Il Doppio Chevron 100 anni dopo, per immaginare il secolo davanti. Dopo Ami One, largo a Citroen 19_19 Concept, che della prima conserva la visione elettrica ma la interpreta con un progetto per i grandi viaggi, portando su ruote soluzioni proprie dell’aviazione.

La cellula dell’abitacolo è una bolla trasparente, sospesa su cerchi da 30 pollici realizzati ad hoc da Goodyear. Diametro da 30 pollici, gomma e cerchio di fatto integrati, un ibrido sviluppato con in mente il mantra del progetto 19_19 Concept: l’assoluto comfort di marcia.

Citroen, 100 anni di storia in 100 pillole

INTERNI ISOLAMENTO ASSOLUTO

Soluzioni in tal senso sono le sospensioni intelligenti Progressive Hydraulic Cushions, elementi già sfoggiati sulla produzione di serie, che si evolvono sulla show car – prima mondiale il 16 maggio al VivaTech di Parigi – e fanno sì che gli occupanti siano completamente isolati dagli scuotimenti tipici in curva. Sono le ruote a modificare la posizione in rapporto alla cellula abitacolo, gli scuotimenti di cassa classici vengono azzerati. Sospensione che è elemento tecnico e di stile, poiché completamente visibile.

Abitacolo non solo sospeso, ma slegato dalla struttura tecnica, uno "skateboard" che integra la meccanica e il pacco batterie, posto al di sotto della cellula.

ELETTRICO A INDUZIONE E RICARICA IN MARCIA

È un concept elettrico e autonomo, 4.65 metri di lunghezza difficilmente classificabili secondo le categorie note. Berlina, crossover, suv, coupé. È una visione sul trasporto dei decenni a venire, per alcune soluzioni. Come la ricarica a induzione del pacco batterie da 100 kWh, possibile, con un’infrastruttura idonea, in marcia come nelle fasi di stop su strada.

Fa i 200 orari e accelera in 5” da 0 a 100 km/h, per quel che conta, grazie alla spinta di 2 motori elettrici per una potenza di 462 cavalli e 800 Nm. Più interessante è leggere il dato degli 800 km di autonomia per singola carica, i 20 minuti necessari per ricaricare l’equivalente di 600 km di autonomia. Poi, le scelte di stile e comfort.

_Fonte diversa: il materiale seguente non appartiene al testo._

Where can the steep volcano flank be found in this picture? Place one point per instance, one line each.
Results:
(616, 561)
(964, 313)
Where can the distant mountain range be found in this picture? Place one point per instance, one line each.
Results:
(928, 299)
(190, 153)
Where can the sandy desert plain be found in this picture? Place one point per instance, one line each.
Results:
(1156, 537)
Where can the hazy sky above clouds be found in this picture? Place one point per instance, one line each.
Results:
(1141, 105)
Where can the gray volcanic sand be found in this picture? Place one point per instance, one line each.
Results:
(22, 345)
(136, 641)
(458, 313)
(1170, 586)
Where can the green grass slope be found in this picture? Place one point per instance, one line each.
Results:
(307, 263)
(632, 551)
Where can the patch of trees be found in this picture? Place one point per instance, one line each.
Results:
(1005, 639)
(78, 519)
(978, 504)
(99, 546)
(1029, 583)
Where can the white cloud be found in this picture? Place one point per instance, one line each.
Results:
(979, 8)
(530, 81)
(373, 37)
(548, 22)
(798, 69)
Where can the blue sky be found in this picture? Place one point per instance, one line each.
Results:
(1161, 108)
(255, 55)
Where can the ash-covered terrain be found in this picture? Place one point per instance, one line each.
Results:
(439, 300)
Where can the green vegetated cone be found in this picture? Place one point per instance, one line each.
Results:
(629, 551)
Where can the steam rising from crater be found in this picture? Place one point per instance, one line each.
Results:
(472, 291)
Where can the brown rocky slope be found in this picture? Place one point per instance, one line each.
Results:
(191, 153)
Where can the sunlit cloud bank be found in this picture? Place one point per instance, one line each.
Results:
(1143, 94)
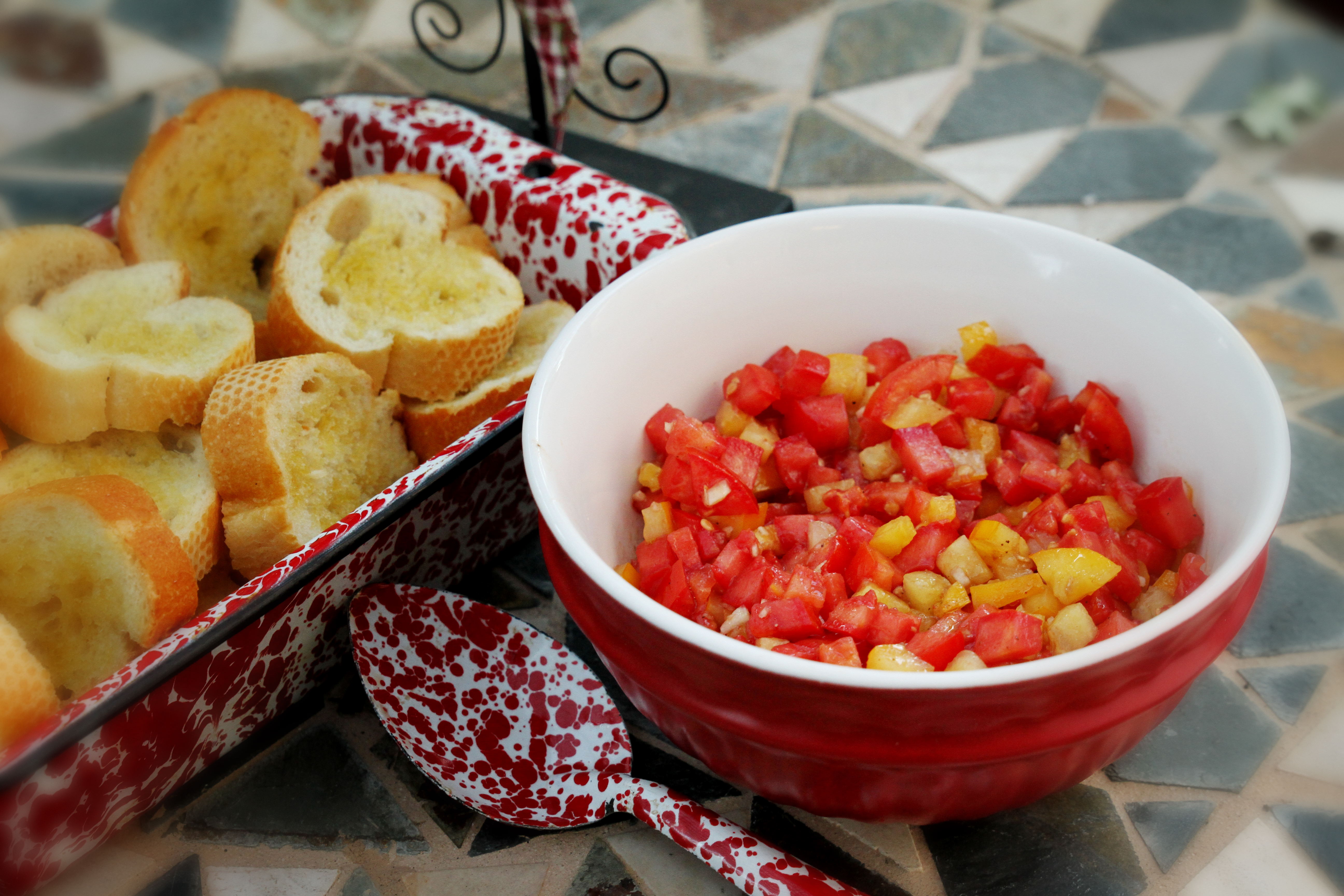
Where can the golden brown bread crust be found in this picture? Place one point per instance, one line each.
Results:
(217, 187)
(34, 260)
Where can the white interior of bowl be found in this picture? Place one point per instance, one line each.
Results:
(1198, 401)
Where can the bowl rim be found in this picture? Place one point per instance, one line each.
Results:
(1237, 565)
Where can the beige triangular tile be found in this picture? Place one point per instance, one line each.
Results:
(784, 60)
(995, 169)
(264, 34)
(1068, 23)
(1167, 72)
(136, 62)
(897, 105)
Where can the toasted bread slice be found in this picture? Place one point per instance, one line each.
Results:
(432, 426)
(92, 576)
(170, 465)
(217, 188)
(117, 350)
(34, 260)
(295, 445)
(366, 272)
(27, 695)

UN SEDILE PER OGNI ESIGENZA

Se le forme esterne sono un mix tra fusoliera di un aereo e cabina di un elicottero, interamente trasparente davanti – la fascia blu dà privacy limitando la visione dall’esterno, non dall’interno –, a bordo c’è la funzionalità e la comodità del salotto di casa, con scelte da design d’interni.

Seduta del guidatore e del passeggero sono differenziate nei materiali e nel disegno: sdraiato il passeggero anteriore, come in un volo business class. Dietro, largo a un sofa isolato acusticamente come ciascuna seduta: ogni passeggero può ascoltare i propri contenuti preferiti e farlo in una bolla acustica.

La guida autonoma è possibile grazie ai due Lidar posti sul tetto, in corrispondenza dei sedili posteriori, serviti con una luce di lettura sviluppata proprio dai “sensi” del sistema autonomo.

PRESO L'ASSISTENTE CON TECNOLOGIA SOUNDHOUND

All’interno, l’assistente personale predittivo, con contenuti di intelligenza artificiale e riconoscimento vocale avanzato sviluppato da Soundhound, è il particolare che vedremo prossimamente sui nuovi modelli Citroen e del Gruppo PSA. Sarà il più rapido nell’interpretare i comandi vocali con frasi naturali.